Как и меня, Олю научили отменно формулировать сверхзадачу любой роли. Как и мне - ей не стало от этого легче. В театре Андрей оскорбил Арину, и по нашему старому правилу «победить победившего» она нашла способ взять над ним верх. И окончательно взять верх над упавшей звездой.
– Арина так и не отдала ему таблетку. И Андрей перевернул всю кухню, - закончила я.
– Он просто послал ее… Странно, что она не сказала тебе.

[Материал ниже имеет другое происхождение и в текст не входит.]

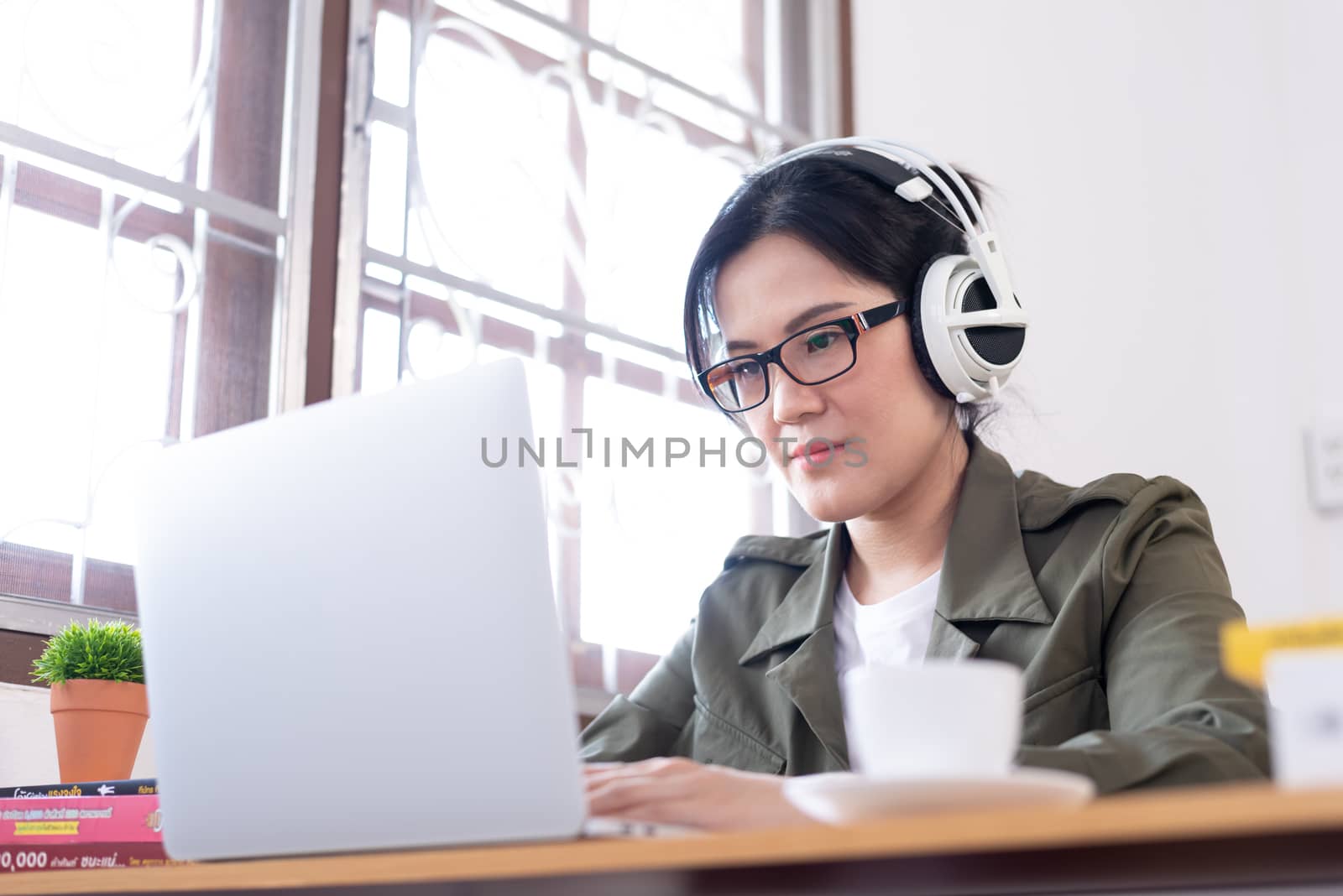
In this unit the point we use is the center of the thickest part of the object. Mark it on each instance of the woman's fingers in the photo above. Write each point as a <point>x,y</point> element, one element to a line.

Нет - закономерно, что в этой части программы Аринин мозг сделал купюру.
– А я сказала: «Андрей, оставь эту суку в покое, давай лучше напьемся с горя». Мы взяли бутылку абсента…
– Абсента? Ты же не пьешь.
– Что пить… мне умереть хотелось. В тот вечер я окончательно поняла: это конец.
Так же, как мне, Оле захотелось умереть от острой недостачи иллюзий - веры в лучшее, в дружбу, в себя. Она просила у Кости иллюзию. Но он не дал. И Оле пришлось взглянуть на свою жизнь реально. И сказать себе: «Это конец!»
А самоубийство - тоже убийство. Та же готовность убить.
Я или Оля?
Она сама предложила Андрею напиться. И напоила его. Он быстро пьянел, и все это знали. А Оля могла и не пить. Она могла сыграть опьянение! Сыграть так, что запомнили все. Рита, которой пришлось поднимать ее с дивана. Женя («Оля была сильно пьяна. Я никогда ее такой пьяной не видел»). Первое, что Оля сказала мне: «Я так напилась… Пью третий день». Как профессиональная актриса она держала намеченную линию роли.